BFAR gets tech to scan marine life in Benham Rise

A NON-GOVERNMENTAL organization (NGO) focused on ocean conservation said on Tuesday it provided advanced technologies and tools to help the Bureau of Fisheries and Aquatic Resources (BFAR) explore the marine life existing in Benham Rise.

Oceana Philippines, together with marine scientists from the BFAR and the University of the Philippines, has set on an exploration mission to discover the biodiversity present in the country’s newest territory.

The team on Monday sailed for Benham Bank, the shallowest portion of the vast seamount, onboard the government research vessel MV DA-BFAR.

“Oceana is providing remotely operated vehicles and technical diver-videographers during the expedition to get more footage and allow researchers to analyze the marine life in Benham Bank more extensively,” the NGO said.

A baited remote underwater video system (BRUVS) will also be used during the expedition to measure fish populations. The system uses footage from two cameras attached to a frame with a fish-bait at the center, as well as an especially licensed software to estimate fish sizes and analyze the maximum number of fish seen at any one time.

The method, Oceana said, avoids the problem of double counting fish, which occurs in manual transect surveys.

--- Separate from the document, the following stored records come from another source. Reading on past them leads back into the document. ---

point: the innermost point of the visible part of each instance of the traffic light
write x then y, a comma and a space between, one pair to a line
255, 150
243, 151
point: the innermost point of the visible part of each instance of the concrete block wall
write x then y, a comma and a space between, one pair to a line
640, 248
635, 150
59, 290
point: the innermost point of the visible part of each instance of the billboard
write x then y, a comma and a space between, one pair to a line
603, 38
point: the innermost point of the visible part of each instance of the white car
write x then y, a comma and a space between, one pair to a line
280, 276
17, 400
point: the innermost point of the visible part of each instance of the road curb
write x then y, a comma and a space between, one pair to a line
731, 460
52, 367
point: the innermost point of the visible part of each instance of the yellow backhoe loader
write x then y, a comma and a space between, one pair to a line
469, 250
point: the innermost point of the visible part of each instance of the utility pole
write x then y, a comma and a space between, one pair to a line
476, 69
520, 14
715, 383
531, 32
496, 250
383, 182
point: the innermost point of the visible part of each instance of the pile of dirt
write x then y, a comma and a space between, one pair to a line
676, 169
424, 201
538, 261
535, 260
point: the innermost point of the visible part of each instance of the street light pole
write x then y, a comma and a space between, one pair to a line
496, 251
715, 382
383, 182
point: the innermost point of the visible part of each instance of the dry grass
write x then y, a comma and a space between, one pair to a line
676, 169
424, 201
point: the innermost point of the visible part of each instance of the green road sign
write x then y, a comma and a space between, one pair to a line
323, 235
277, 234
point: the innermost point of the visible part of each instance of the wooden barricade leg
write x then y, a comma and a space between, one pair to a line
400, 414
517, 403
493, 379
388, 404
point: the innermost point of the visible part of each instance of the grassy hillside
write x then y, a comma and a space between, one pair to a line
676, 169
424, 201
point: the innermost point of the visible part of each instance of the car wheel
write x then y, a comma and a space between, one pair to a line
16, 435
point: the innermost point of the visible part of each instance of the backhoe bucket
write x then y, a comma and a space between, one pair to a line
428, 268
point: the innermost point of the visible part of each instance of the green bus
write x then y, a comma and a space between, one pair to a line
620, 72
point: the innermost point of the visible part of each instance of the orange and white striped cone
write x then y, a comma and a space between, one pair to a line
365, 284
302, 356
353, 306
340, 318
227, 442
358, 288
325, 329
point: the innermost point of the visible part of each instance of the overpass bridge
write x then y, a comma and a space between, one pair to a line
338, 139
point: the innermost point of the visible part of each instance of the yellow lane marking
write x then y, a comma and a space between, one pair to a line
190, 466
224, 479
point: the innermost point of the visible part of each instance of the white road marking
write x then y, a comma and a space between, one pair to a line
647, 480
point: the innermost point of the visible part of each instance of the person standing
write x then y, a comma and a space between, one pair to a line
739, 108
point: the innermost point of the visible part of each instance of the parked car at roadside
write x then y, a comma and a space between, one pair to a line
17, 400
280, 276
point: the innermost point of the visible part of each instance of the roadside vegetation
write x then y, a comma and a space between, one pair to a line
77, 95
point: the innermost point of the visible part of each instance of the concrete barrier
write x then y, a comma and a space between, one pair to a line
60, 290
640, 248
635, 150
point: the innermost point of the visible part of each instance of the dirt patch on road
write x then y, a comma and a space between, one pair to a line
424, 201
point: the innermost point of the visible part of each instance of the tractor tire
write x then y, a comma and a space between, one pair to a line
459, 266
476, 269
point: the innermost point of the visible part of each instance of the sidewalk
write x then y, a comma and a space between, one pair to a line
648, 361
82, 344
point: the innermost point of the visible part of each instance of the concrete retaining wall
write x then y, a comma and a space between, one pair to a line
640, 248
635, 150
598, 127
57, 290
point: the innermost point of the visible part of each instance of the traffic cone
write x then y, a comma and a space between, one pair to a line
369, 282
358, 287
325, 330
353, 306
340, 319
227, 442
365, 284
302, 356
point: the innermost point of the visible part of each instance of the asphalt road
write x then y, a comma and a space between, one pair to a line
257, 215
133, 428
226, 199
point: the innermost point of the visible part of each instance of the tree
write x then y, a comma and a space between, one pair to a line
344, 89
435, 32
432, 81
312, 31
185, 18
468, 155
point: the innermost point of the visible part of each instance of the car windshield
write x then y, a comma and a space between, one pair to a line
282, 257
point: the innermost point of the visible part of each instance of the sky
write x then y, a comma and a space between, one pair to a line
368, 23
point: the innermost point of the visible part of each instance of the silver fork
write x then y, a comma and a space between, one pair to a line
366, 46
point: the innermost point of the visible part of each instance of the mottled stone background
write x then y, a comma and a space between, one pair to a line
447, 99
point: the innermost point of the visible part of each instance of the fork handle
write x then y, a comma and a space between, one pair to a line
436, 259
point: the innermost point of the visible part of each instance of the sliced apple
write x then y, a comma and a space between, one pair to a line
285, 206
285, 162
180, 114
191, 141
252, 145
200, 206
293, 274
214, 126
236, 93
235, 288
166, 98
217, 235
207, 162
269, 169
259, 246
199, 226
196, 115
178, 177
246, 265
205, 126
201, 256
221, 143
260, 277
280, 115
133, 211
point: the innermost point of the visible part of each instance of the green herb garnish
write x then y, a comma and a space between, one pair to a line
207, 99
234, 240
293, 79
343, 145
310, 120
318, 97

Benham Rise is a 13-million hectare undersea region in the east of Luzon. It was recognized by the United Nations Commission on the Limits of Continental Shelf as the country’s newest territory in 2012.

Rhoda Bacordo, team leader and chief scientist for BFAR during the expedition, said several fisheries and oceanographic explorations conducted since 2006 revealed Benham Rise’s potential to contribute to the country’s food security.

“This could serve as new alternative fishing grounds for Filipino fishermen, since the area is known as the migration path of fish, including tuna,” she said.

Oceana Philippines marine scientist Marianne Pan-Saniano said Benham Bank is known for its deep-sea reefs that harbor a wide variety of marine life.

“Oceana is hopeful that whatever new discoveries will be made in this expedition can serve as the basis for crafting a management and conservation plan for this new territory,” she said.